If you find an author, writing stories relatable to your vertical, endeavor at making a connection. Twitter makes it easy to get 'to know' someone a bit, as users tweet about business and personal life too, giving readers an opportunity to ascertain a 'larger picture' regarding online personalities.
Example: Yesterday, I read a story featuring Topps' mobile applications. Topps is a traditional brand trying to make an impact in a new digital market. My boss, Ken Wisnefski, has knowledge of the baseball card industry and online marketing, potentially providing advice regarding Topps online pursuits. If I was the PR person, I could attempt to connect with the story's author.
Facebook has been 'around' for some time now; but, businesspeople have really just began engaging the platform in the last couple of years, especially after introducing brand pages. Recently, Facebook has introduced timelines.
News sources are ready to make online impacts, much like traditional sources did in providing news for decades. Take a gander at some popular news sources in the industry; they are trying very hard to integrate into the digital age; the brands are using social media platforms like Facebook. Take a look at the timelines of a few. Can you see patterns in stories covered? What stories are receiving the most engagement by readers and social media followers? Those are likely to be stories pursued in the near future; or, you can at least gain a 'feel' for what kinds of stories are 'hot' and 'trending' at the moment.

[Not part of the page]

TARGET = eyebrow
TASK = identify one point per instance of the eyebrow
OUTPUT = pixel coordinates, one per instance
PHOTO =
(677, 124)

Example: Let's take a look at the Wall Street Journal's Facebook timeline. I see from the timeline, the WSJ posted a video about good-guy CEOs. I could attempt to engage the author through the WSJ page; but, it's not as personal; I'm likely to pursue an author via their own social profile. However, here I see the story has gotten a lot of shares, people are interested. Could I use this information to pen a 'hot' story for my own online property? Yes. Could I proactively 'interview' my CEO and pitch a possible follow-up to the story's author? I could do that too. The timeline gives me a lot more information than PR people had years ago before the boom of the Web.